Today, the Hoosier State line, which operates between Indianapolis, Indiana and Chicago, Illinois, is in danger of elimination. As of October 2013, the State of Indiana, local communities, and Amtrak reached an agreement to support the Hoosier State line, an agreement recently extended through January 2015. Amtrak is hesitant to support the corridor, doubting its economic viability.

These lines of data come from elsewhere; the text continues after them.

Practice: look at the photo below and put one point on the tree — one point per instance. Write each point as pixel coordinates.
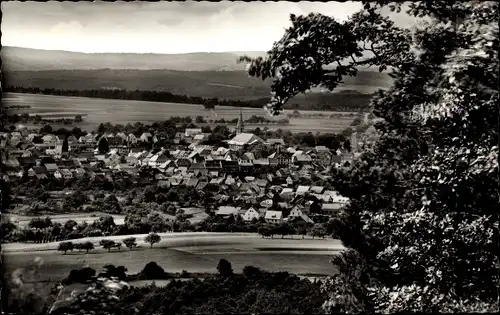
(318, 230)
(103, 145)
(431, 177)
(46, 129)
(225, 269)
(357, 121)
(200, 120)
(107, 244)
(152, 271)
(65, 246)
(87, 246)
(39, 223)
(152, 239)
(65, 146)
(78, 118)
(130, 242)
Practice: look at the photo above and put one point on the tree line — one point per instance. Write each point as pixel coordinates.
(353, 102)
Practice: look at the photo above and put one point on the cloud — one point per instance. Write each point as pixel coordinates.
(161, 27)
(67, 28)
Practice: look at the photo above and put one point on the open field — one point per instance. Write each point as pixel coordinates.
(22, 220)
(96, 111)
(194, 252)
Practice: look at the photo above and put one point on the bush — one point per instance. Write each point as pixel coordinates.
(152, 271)
(79, 276)
(65, 246)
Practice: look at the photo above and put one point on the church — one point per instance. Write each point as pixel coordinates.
(241, 138)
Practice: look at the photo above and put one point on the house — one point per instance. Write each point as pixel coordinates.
(279, 158)
(160, 136)
(246, 159)
(183, 162)
(199, 138)
(36, 170)
(267, 203)
(49, 139)
(250, 215)
(65, 173)
(146, 137)
(192, 182)
(317, 189)
(226, 211)
(346, 157)
(201, 185)
(287, 194)
(298, 213)
(274, 142)
(331, 208)
(274, 217)
(158, 159)
(191, 132)
(79, 172)
(302, 190)
(132, 139)
(51, 167)
(242, 139)
(301, 158)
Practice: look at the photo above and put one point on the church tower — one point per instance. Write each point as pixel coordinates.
(239, 125)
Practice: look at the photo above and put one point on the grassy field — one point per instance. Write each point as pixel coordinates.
(193, 252)
(96, 111)
(221, 84)
(62, 218)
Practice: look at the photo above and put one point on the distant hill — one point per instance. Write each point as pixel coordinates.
(22, 59)
(207, 75)
(220, 84)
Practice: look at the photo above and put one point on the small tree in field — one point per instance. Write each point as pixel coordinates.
(152, 239)
(107, 244)
(130, 242)
(225, 269)
(65, 246)
(87, 246)
(421, 227)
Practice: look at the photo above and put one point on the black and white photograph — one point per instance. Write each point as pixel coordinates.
(249, 157)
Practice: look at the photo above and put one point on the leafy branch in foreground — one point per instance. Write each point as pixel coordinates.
(422, 226)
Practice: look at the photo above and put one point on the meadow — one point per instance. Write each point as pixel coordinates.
(193, 252)
(96, 111)
(23, 220)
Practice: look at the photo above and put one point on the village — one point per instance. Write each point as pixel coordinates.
(288, 185)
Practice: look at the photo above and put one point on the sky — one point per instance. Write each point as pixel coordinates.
(157, 27)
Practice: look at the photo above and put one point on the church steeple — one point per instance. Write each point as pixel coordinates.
(239, 125)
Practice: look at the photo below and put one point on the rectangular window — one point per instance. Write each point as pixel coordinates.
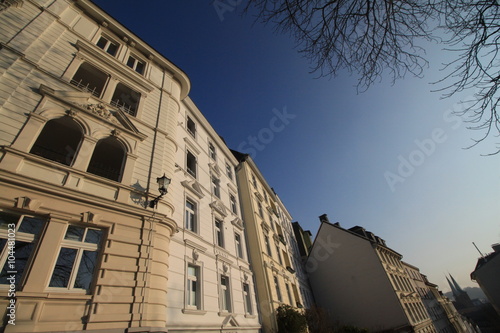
(247, 298)
(239, 249)
(191, 216)
(191, 127)
(90, 79)
(126, 99)
(229, 171)
(18, 234)
(290, 299)
(136, 65)
(107, 45)
(75, 265)
(216, 186)
(278, 290)
(219, 233)
(193, 287)
(191, 164)
(234, 206)
(268, 246)
(212, 152)
(279, 255)
(225, 294)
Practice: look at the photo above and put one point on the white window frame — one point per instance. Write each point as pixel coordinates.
(137, 60)
(225, 294)
(229, 171)
(109, 41)
(247, 298)
(197, 278)
(212, 151)
(238, 245)
(191, 132)
(234, 203)
(215, 186)
(18, 236)
(192, 173)
(219, 232)
(80, 246)
(191, 215)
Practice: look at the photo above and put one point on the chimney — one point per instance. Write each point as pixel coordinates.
(324, 218)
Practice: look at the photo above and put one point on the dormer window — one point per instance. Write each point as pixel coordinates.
(136, 65)
(107, 45)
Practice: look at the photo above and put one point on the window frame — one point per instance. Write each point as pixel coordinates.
(19, 236)
(192, 132)
(215, 182)
(80, 246)
(212, 151)
(225, 294)
(136, 60)
(199, 291)
(189, 170)
(238, 245)
(219, 232)
(109, 41)
(192, 225)
(247, 298)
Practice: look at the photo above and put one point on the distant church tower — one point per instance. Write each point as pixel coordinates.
(462, 299)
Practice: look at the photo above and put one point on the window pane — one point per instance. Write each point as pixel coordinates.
(22, 254)
(75, 233)
(139, 68)
(130, 62)
(31, 225)
(102, 42)
(112, 48)
(6, 218)
(93, 236)
(86, 270)
(64, 266)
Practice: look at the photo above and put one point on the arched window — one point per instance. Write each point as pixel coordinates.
(59, 140)
(108, 159)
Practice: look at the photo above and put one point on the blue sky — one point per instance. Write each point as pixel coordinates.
(391, 159)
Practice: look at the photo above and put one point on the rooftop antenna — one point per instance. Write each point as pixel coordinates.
(482, 255)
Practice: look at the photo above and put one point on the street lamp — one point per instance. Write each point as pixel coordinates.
(163, 183)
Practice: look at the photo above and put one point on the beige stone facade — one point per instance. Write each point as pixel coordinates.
(360, 281)
(274, 255)
(91, 117)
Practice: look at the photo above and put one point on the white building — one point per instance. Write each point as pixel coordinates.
(360, 281)
(91, 116)
(211, 286)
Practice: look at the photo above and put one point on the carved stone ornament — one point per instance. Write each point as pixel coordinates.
(100, 110)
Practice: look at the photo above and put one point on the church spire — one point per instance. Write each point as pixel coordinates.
(452, 286)
(456, 284)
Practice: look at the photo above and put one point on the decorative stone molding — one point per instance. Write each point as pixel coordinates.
(27, 203)
(89, 217)
(219, 207)
(237, 222)
(194, 186)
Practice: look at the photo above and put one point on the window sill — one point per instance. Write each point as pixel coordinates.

In response, the Indiana Department of Transportation (DOT) was the first nationally to announce a Request for Proposals (1404s1) under the Passenger Rail Investment and Improvement Act in order to obtain competitive bids for the operation of the Hoosier State line.

Recent studies suggest that the improvement and enhancement of the Midwest regional rail system to allow higher speeds has the potential to significantly benefit the area. The route from Chicago to Cincinnati via Indianapolis is a strong candidate among the possible routes in the Midwest, and within the second tier nationwide. Studies also suggest that such an upgrade can return great user benefits, reduce travel times, and bring significant regional economic benefits supporting the creation of new permanent jobs in Indiana.

This paper presents the chronicle of passenger rail transportation in the U.S., Midwest, and Indiana in particular, from the early 1830s to the recent attempts of the State of Indiana to sustain the Hoosier line. This paper also investigates the effect of the community’s support on Indiana’s passenger rail evolution, as well as the potential of “higher” speed rail in the state.